Bring Your Own Database (BYODB)

In some instances, you can use your own Snowflake/BigQuery account to host data from Keboola. Currently, this option is only supported for the Snowflake and BigQuery backends.

Snowflake

For the integration to work, your Snowflake account must be accessible from a subset of our IP addresses.

Note: SCIM authentication (AAD, Okta) is not supported.

Accessing Data in Keboola from Outside

To access Keboola-managed data, you should use only the provided roles and avoid granting permissions on Keboola-managed resources.

Read-only access to project storage

If your project has the read-only input mapping feature enabled, then a role KEBOOLA_$PROJECTID_RO is provided for each project. This role grants read-only access to all the schemas and tables in the project. You can assign this role to any of your roles or users to allow access to the project’s storage.

Read-only access without granting roles in Snowflake

To access data without granting roles in Snowflake, use the transformation workspaces feature. The user created for each workspace is automatically assigned the role mentioned above. This method is effective even if you do not use your own Snowflake account.
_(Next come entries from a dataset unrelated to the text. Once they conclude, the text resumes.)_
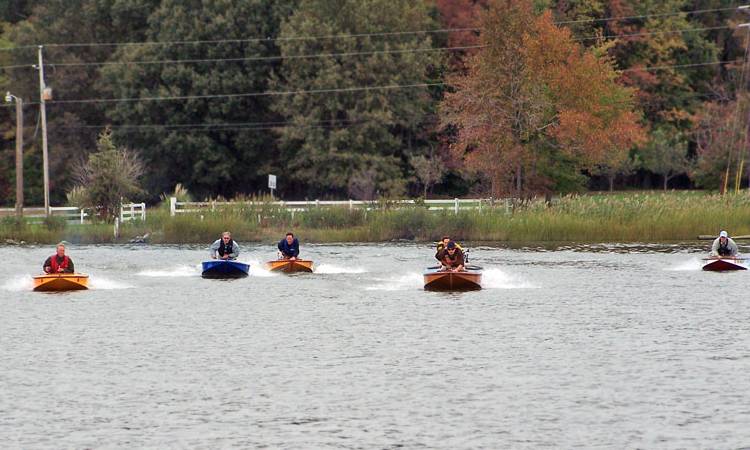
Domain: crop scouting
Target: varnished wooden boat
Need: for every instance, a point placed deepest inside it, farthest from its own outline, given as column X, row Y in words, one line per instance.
column 724, row 264
column 289, row 266
column 59, row 282
column 469, row 280
column 223, row 269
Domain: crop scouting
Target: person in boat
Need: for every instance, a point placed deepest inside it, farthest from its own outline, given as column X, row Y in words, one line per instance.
column 724, row 246
column 442, row 244
column 59, row 262
column 289, row 247
column 225, row 248
column 452, row 257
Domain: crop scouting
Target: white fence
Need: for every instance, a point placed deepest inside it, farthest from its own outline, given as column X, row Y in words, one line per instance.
column 128, row 212
column 132, row 211
column 455, row 205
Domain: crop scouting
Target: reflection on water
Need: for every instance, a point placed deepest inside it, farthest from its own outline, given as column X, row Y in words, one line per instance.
column 610, row 346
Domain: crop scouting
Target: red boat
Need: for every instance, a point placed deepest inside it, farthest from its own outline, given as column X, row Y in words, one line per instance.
column 724, row 264
column 290, row 266
column 468, row 280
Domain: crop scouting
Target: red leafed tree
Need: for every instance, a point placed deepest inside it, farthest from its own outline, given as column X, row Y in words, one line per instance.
column 464, row 16
column 533, row 97
column 722, row 137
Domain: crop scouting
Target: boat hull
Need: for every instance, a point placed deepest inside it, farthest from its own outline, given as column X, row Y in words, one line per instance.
column 453, row 281
column 287, row 266
column 223, row 269
column 61, row 282
column 724, row 264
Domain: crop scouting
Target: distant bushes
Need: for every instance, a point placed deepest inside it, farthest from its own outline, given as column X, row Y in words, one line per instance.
column 632, row 217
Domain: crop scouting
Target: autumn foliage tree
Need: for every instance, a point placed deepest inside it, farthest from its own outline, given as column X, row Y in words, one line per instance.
column 534, row 100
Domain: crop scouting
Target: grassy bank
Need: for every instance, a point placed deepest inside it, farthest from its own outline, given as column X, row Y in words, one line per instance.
column 628, row 217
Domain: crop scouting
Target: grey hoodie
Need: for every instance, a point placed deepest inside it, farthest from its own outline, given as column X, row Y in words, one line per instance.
column 233, row 254
column 730, row 245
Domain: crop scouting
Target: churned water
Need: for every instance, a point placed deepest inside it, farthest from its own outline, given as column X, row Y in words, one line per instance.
column 602, row 346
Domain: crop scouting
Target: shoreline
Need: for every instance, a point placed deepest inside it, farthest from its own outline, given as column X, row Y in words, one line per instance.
column 629, row 218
Dynamic Backends Size for BYODB Snowflake

For dynamic backends, you must have one Snowflake warehouse for each backend size. The sizes of these warehouses (small, medium, and large in Keboola) are independent and can vary (XSmall, Small, and XLarge). Setting up the warehouses with an aggressive AUTO_SUSPEND value, possibly as low as 1 second, is recommended.
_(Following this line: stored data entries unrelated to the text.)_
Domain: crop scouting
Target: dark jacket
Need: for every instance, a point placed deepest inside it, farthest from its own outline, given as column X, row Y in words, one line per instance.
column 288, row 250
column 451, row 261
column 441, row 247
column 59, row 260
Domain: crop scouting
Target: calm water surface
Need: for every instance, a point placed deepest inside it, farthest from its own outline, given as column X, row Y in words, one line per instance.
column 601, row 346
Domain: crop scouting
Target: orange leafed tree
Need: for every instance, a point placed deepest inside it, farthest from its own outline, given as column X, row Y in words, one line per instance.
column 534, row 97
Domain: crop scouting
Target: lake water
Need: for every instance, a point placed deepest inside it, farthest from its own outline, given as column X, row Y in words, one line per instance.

Rules for Accessing Snowflake Objects Created by Keboola

  • Do not modify grants of any resource prefixed with KEBOOLA_ (SAPI_ for https://connection.keboola.com stack), unless explicitly approved by Keboola on a case-by-case basis.
  • Do not modify the root role created when registering the backend.
  • Do not modify the warehouse created when registering the backend.
  • Do not modify the user created when registering the backend.
  • Do not modify the project databases (KEBOOLA_$PROJECTID).
    • Particularly, do not change ownership of the database or grant future permissions on objects in the database.
  • Do not modify the schemas in a project database.
    • Particularly, do not change ownership of the schemas or grant future permissions on objects in those schemas.
  • Do not modify the tables in schemas.
  • Do not grant future permissions on tables.
  • If the dynamic backends feature is enabled, do not change the backends created when enabling the feature.
  • If the read-only input mapping feature is enabled, the role name is KEBOOLA_$PROJECTID_RO.
    • You can grant this role to any of your roles or users. They will get read-only access to the data stored in a project’s storage.
    • Granting new tables and schemas and even linked buckets is handled automatically by Storage API.
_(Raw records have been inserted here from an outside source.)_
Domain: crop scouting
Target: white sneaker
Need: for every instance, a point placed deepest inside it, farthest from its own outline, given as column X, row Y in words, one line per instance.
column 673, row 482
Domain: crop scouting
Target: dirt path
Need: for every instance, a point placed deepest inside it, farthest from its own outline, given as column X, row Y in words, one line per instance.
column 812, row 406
Schema of Objects in Snowflake Account Used as Keboola Backend

Snowflake account schema

BigQuery Limitations

Google Cloud Computing services, including BigQuery, have introduced several limitations on their services, impacting Keboola, especially for customers using their own BigQuery or Google Cloud Storage as storage backends. These limitations require careful management.

Some limits are flexible (soft limits) and may be adjusted based on your contract with Google.

Number of Projects

When you reach 20 projects, a ticket must be submitted to Google Support. They will then decide whether to increase the project limit or deny the request.

Keboola generates one GCP project per Keboola project, plus one main project for oversight, allowing up to 19 Keboola projects (+1 for management).

Number of Service Accounts

Service accounts serve various purposes. Each project contains at least one service user.

Each project typically has at least one service user, limiting the number of workspaces/sandboxes to 99 at a time. Workspaces, essential for tasks like transformations in Keboola, are created and then deleted post-use, impacting the service account limit only during the transformation job runtime.

By default, you can have up to 100 service accounts per project to control resource access. You may request an increase in this quota if needed. For more information, see Create service accounts | IAM Documentation | Google Cloud.


Additional BigQuery backend limits can be found here: BigQuery API Quotas and Limits.